Assessing Two-Kingdoms Defects
There are, finally, good reasons why we cannot join the cause of the two-kingdoms Calvinists. Most basically, creation is much more than a provisional, probationary order with no enduring significance, as they appear to believe. It is rather God’s good handiwork (Genesis 1), which has fallen into sin through man’s disobedience, but that God has promised not to abandon but to restore and redeem through Jesus Christ in the new heaven and new earth (Isaiah 65, Revelation 21). An implication of this creation is that God has shaped human beings to shape culture. With every breath we take and with everything we do, we cannot avoid fashioning culture, as Andy Crouch has perceptively recognized in his recent book Culture Making: Recovering Our Creative Calling. Far from being extinguished at the Second Advent, the works of culture will eventually be redeemed and brought into the service of God (Isaiah 60).

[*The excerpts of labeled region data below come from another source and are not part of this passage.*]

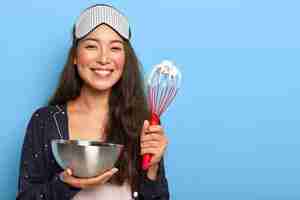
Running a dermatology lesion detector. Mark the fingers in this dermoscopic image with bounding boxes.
[60,168,118,189]
[141,133,162,143]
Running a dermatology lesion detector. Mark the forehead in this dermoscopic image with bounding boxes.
[81,24,123,42]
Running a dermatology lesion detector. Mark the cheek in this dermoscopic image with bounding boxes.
[77,52,95,65]
[114,53,125,69]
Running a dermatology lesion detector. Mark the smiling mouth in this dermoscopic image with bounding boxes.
[91,68,114,77]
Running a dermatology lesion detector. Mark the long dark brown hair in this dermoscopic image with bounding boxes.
[49,26,149,191]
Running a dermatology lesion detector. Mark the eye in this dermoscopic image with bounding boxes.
[85,44,97,49]
[111,47,123,51]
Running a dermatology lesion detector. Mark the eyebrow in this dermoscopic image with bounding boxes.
[82,38,123,44]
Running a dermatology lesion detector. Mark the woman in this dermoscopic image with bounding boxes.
[17,4,169,200]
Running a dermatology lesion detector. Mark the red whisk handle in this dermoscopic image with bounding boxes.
[142,113,160,170]
[150,113,160,125]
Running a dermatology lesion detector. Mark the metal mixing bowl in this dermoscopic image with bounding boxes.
[51,139,123,178]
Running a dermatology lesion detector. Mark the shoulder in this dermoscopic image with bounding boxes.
[33,105,64,117]
[30,105,64,121]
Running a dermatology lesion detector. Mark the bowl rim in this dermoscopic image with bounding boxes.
[51,139,124,148]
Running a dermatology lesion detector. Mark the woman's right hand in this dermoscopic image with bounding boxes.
[60,168,118,189]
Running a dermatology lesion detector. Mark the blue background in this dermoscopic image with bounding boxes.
[0,0,300,200]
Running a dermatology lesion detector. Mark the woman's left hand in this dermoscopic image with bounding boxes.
[141,120,168,168]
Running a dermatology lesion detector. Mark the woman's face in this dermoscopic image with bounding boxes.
[74,25,125,91]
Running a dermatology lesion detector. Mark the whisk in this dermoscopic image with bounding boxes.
[142,60,181,170]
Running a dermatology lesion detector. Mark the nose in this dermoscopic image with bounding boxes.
[98,46,110,65]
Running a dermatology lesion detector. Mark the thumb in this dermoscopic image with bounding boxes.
[142,120,150,135]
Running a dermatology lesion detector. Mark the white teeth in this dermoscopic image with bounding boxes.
[93,69,111,76]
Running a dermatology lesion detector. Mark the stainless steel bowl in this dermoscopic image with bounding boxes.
[51,139,123,178]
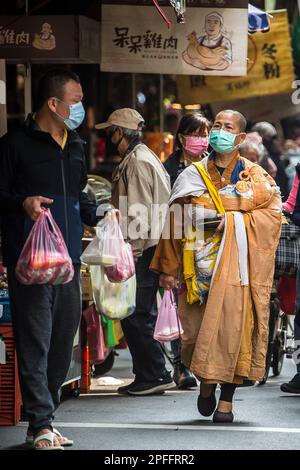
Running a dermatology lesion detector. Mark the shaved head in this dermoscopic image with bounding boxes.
[216,109,247,132]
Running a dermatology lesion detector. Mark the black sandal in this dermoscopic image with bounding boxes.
[197,385,217,416]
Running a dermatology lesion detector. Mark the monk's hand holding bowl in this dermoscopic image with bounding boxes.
[159,273,178,290]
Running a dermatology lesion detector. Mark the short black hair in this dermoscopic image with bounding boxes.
[35,69,80,111]
[218,109,247,132]
[175,113,211,150]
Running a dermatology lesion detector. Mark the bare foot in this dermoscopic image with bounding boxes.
[217,400,232,413]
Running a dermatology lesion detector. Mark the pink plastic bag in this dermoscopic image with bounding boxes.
[82,304,107,364]
[16,209,74,285]
[154,290,183,343]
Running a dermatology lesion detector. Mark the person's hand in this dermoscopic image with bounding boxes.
[159,273,178,290]
[23,196,53,222]
[216,214,225,233]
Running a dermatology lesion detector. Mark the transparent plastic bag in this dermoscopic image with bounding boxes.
[81,215,135,282]
[16,209,74,285]
[90,266,136,320]
[154,290,183,343]
[105,242,135,282]
[82,304,107,364]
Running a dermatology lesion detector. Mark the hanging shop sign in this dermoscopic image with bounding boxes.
[101,0,248,76]
[177,10,295,104]
[0,15,100,62]
[211,93,300,122]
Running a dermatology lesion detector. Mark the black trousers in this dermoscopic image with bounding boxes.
[8,266,81,432]
[121,247,168,382]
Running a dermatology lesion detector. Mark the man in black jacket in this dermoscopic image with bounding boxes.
[0,70,97,449]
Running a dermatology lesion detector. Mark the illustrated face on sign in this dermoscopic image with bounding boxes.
[205,16,222,37]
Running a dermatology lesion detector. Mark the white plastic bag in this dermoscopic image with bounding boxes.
[90,266,136,320]
[81,215,135,282]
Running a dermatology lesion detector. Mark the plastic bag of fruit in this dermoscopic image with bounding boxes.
[16,209,74,285]
[90,266,136,320]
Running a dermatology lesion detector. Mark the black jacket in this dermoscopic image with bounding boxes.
[0,115,97,266]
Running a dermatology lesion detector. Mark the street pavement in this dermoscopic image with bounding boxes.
[0,351,300,451]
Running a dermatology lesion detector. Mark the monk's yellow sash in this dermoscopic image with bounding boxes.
[183,162,225,304]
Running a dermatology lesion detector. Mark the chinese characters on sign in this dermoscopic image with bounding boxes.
[177,10,295,104]
[0,26,30,46]
[262,43,280,80]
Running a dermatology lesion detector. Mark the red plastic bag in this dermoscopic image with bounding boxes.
[154,290,183,343]
[16,209,74,285]
[82,304,106,364]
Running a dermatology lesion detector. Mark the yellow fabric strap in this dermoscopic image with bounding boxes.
[61,129,68,149]
[193,162,225,214]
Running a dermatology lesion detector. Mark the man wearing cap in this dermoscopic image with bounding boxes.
[96,108,174,395]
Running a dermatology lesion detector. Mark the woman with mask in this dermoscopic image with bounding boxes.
[164,113,210,390]
[150,110,282,423]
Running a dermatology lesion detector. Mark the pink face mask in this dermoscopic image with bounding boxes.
[184,135,208,157]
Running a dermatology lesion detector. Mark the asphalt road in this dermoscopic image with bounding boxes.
[0,351,300,450]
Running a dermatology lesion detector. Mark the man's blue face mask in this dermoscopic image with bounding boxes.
[55,98,85,131]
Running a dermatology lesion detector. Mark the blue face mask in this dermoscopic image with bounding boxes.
[55,98,85,131]
[209,129,239,153]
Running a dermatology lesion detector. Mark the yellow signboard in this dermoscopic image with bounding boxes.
[177,10,295,104]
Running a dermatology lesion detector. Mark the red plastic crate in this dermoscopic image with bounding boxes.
[0,324,21,426]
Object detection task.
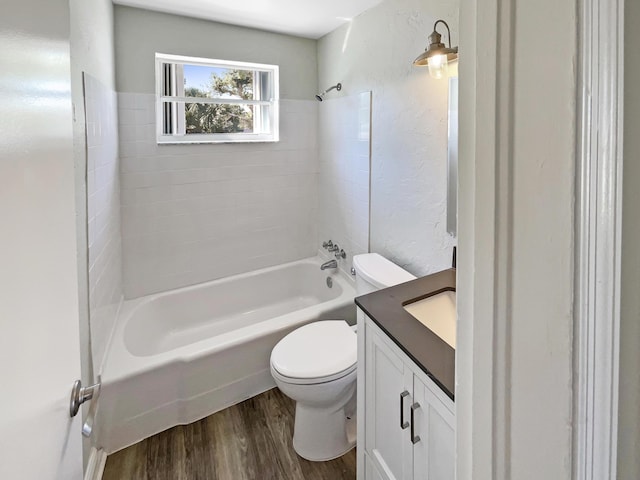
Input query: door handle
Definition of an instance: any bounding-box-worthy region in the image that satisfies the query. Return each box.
[411,402,420,445]
[69,375,102,437]
[400,390,409,430]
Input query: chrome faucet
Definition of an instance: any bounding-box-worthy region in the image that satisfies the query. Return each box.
[320,260,338,270]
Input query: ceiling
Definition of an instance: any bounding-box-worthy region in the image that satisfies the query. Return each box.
[113,0,382,39]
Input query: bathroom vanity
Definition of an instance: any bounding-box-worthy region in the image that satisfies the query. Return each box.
[356,269,456,480]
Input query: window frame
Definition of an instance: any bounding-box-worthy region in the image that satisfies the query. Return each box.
[155,53,280,145]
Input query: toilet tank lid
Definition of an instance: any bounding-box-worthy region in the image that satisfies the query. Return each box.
[353,253,416,288]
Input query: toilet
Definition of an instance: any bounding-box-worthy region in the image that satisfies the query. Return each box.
[271,253,416,462]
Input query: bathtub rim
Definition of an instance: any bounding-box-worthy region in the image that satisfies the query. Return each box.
[102,254,355,383]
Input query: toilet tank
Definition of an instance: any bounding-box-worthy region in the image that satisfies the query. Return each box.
[353,253,416,295]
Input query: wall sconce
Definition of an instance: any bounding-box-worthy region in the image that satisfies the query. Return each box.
[413,20,458,78]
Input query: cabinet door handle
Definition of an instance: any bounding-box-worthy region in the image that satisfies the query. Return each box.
[400,390,409,430]
[411,402,420,445]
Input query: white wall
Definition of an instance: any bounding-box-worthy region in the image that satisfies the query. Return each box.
[318,92,371,274]
[68,0,122,464]
[115,7,318,298]
[84,74,123,375]
[318,0,458,275]
[618,1,640,480]
[69,0,115,383]
[0,0,82,479]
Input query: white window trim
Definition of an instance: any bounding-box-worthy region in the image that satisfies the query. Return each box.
[155,53,280,144]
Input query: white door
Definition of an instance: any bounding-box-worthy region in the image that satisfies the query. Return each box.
[0,0,82,480]
[365,320,413,480]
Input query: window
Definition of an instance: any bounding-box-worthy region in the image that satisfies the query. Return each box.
[156,53,279,143]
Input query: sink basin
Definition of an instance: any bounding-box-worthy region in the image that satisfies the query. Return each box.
[403,291,456,349]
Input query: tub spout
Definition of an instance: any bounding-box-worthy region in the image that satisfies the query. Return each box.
[320,260,338,270]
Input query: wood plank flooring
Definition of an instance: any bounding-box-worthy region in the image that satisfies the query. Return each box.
[102,388,356,480]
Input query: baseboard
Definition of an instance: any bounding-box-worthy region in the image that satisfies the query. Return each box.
[84,447,107,480]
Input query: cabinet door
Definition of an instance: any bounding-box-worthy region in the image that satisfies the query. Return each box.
[365,321,413,480]
[412,377,455,480]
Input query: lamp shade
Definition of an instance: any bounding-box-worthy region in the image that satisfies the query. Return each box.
[413,20,458,78]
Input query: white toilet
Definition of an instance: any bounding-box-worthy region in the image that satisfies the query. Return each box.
[271,253,416,461]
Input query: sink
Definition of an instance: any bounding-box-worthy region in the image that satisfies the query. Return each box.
[403,291,456,349]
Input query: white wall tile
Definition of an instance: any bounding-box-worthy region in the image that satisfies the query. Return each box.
[118,93,319,298]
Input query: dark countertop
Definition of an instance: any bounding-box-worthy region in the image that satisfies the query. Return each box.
[355,268,456,400]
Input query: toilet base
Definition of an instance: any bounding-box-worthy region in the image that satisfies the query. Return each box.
[293,402,356,462]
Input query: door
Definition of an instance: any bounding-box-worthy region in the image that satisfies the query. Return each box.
[0,0,82,480]
[365,321,413,480]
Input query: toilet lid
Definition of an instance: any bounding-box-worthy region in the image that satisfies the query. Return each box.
[271,320,358,378]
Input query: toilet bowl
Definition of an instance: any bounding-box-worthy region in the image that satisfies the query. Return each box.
[271,320,358,461]
[270,253,416,461]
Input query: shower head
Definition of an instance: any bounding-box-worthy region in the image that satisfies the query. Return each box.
[316,83,342,102]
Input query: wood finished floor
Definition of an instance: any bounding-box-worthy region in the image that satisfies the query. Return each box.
[102,388,356,480]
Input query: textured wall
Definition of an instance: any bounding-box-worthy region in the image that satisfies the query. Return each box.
[318,92,371,273]
[618,2,640,480]
[119,93,318,298]
[115,6,317,100]
[84,74,123,374]
[318,0,458,275]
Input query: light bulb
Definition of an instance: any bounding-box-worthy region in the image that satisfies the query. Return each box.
[429,55,449,78]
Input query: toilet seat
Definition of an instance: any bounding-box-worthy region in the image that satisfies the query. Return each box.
[271,320,358,384]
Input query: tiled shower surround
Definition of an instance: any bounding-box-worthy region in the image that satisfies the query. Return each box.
[84,74,122,373]
[118,93,318,298]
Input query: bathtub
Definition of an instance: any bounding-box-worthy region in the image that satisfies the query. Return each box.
[96,257,355,453]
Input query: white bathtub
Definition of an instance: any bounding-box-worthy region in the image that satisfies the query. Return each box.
[96,257,355,453]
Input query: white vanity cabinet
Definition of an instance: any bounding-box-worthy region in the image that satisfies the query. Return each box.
[358,311,455,480]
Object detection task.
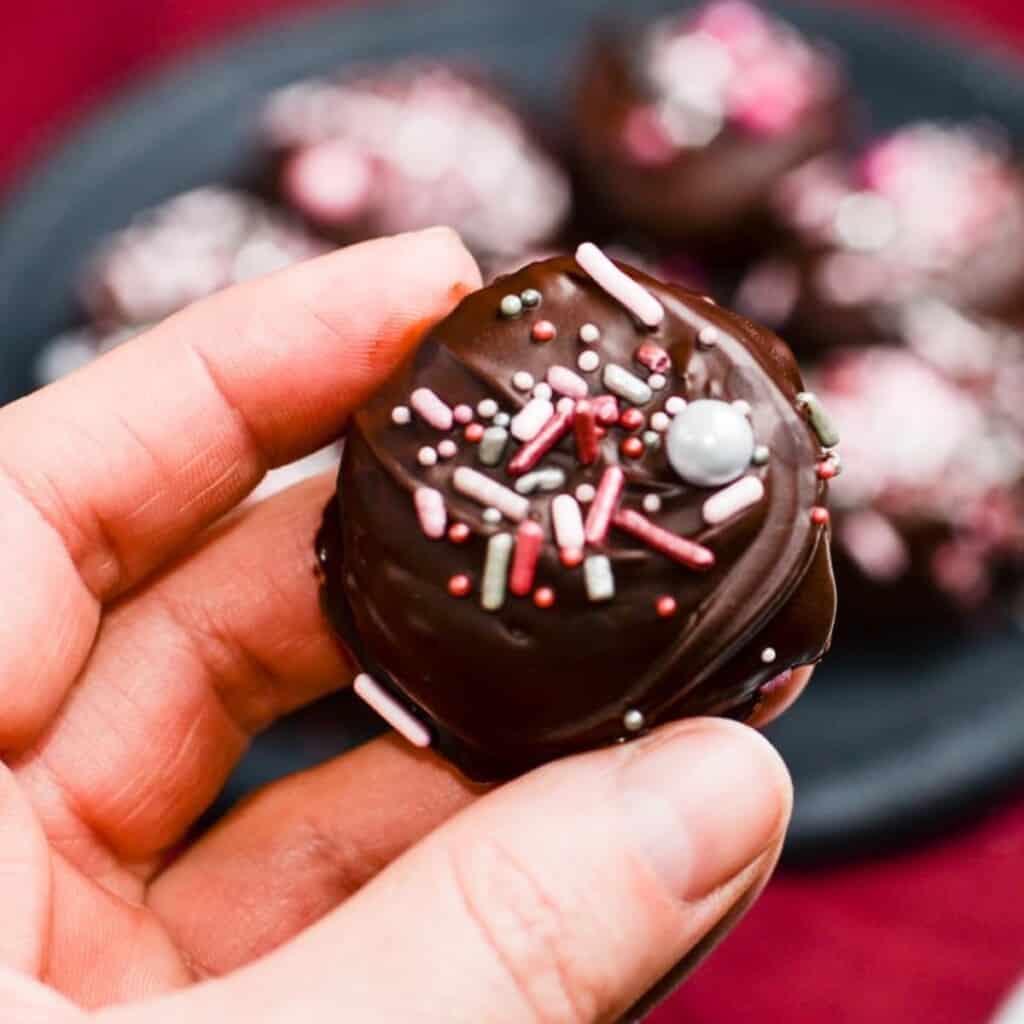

Of course, this creation has been marred by the fall into sin of our first parents (Genesis 3), which inevitably affects the exercise even of human reason in the nonecclesiastical spheres. It is naïve to assume that we are capable of reasoning in the various social and cultural fields free from the destructive impact of the fall. If the effects of the fall are complete, then in principle the whole of life, including the cultural pursuits for which we were created, are included in redemption as well. As Paul puts it, the whole creation groans in anticipation of what is to come, but it will one day “be liberated from its bondage to decay and brought into the glorious freedom of the children of God” (Romans 8:21-22). In the meantime, however, this groaning is accompanied by an awareness that the kingdom is, in some measure, a present reality, even if its final consummation lies ahead. Thus, as agents of this kingdom, we must continually test the spirits in every field of endeavour. How much simpler it would be if vigilance were required only in matters of church and liturgy and we could safely ignore everything else! But God has hard words for those who think that proper cultic observance alone will substitute for a lack of obedience in the rest of life (Isaiah 1:11-17, 10:1-4; Amos 5:21-4).
This whole-hearted devotion to God in Christ—the holistic observance of his Word—can be pursued only in the context of the church, understood as corpus Christi, the body of Christ. The corpus Christi certainly manifests itself in the institutional church, but also in marriages, families, schools, universities, labour unions and businesses, in so far as they are directed towards the glory of God and service of neighbour. In this respect, the body of Christ is not undertaking to bring heaven to earth, but is merely seeking to fulfill the central command to love God and neighbour in all of life’s activities. This is a vision worth giving up one’s life for—as numerous martyrs have done through the ages—but in the meantime, it is definitely worth living for as well. May God prosper the work of our hands and use it for his glory (Psalm 90:17).